Well, that is not everything...Just the "highlights"...it was really a report on the meeting, not all the changes..I just included the biggest changes...there are other subtle things also....I suggest everyone read the rules...


----------



## lhczth (Apr 5, 2000)

Thank you, Frank. Most of these changes are pretty minor compared to what some of us have faced over the years.  Just a few new things to remember (the command on the escape may be the hardest LOL) and some other questions people had that have been clarified.


----------



## Chris Wild (Dec 14, 2001)

Thanks for posting this, and for the note taking to create it, Frank.
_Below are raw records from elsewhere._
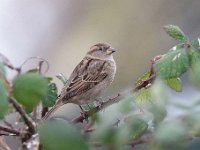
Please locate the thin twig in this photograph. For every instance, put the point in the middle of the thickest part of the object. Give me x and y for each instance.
(44, 111)
(88, 127)
(28, 121)
(4, 145)
(98, 108)
(10, 130)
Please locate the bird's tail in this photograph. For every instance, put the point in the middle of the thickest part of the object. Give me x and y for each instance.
(53, 109)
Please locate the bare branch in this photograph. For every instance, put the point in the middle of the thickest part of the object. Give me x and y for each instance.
(10, 130)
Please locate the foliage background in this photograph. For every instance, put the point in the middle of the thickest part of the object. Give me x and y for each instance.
(61, 31)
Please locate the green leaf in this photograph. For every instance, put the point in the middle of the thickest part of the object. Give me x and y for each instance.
(60, 135)
(144, 77)
(143, 96)
(194, 74)
(175, 32)
(62, 78)
(2, 70)
(174, 83)
(173, 64)
(34, 70)
(137, 126)
(196, 43)
(51, 97)
(170, 135)
(3, 100)
(29, 89)
(194, 56)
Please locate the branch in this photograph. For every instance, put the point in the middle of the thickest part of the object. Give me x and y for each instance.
(98, 108)
(119, 96)
(10, 130)
(28, 121)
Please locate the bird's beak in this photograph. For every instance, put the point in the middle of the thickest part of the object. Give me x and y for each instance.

I have just a couple questions as after reading through the PDF I see a couple inconsistencies with previous discussions and the USCA PowerPoint presentation.

-Handlers swinging wide at corners in tracking. This says that the hander may swing wide to keep line tension after the dog is 2-3 meters past the corner and committed to the leg. Other things I've read have said no swinging wide at all, handler must walk the track as if on rails, just like the dog.

Where it says there is "NO CHANGE to the free heeling pattern", I assume that means to the pattern in general, but they're still adding a second left turn, right?


----------



## Castlemaid (Jun 29, 2006)

Thank you for this! I'll forward it to our Schutzhund . . . errr, IPO club members.


----------



## Catu (Sep 6, 2007)

Thanks! 

Do you know where I can contact to author to ask permission to translate it?


----------



## schh3fh2 (Oct 12, 2011)

Chris Wild said:


> Thanks for posting this, and for the note taking to create it, Frank.
> 
> I have just a couple questions as after reading through the PDF I see a couple inconsistencies with previous discussions and the USCA PowerPoint presentation.
> 
> ...


 Both of those things were how we understood it to be after the USCA judges meeting and what was presented to us. But we were incorrect. How I described it in my report is how the rules is. I spent a lot of time talking to the authors about the swinging wide at corners in tracking. There will be emphasis on handler help at the corners, The handler may swing wide after the dog has committed 2-3 meters into the next leg. Swinging early to help the dog make the corner or maintain speed will be considered handler help and result in a point deduction.

 And, there is NO CHANGE to the heeling pattern. ONE left turn....


----------



## schh3fh2 (Oct 12, 2011)

Catu said:


> Thanks!
> 
> Do you know where I can contact to author to ask permission to translate it?


Which author? The authors of the rules are listed on the front of the Official rules. If you are talking about this report, I am the author. 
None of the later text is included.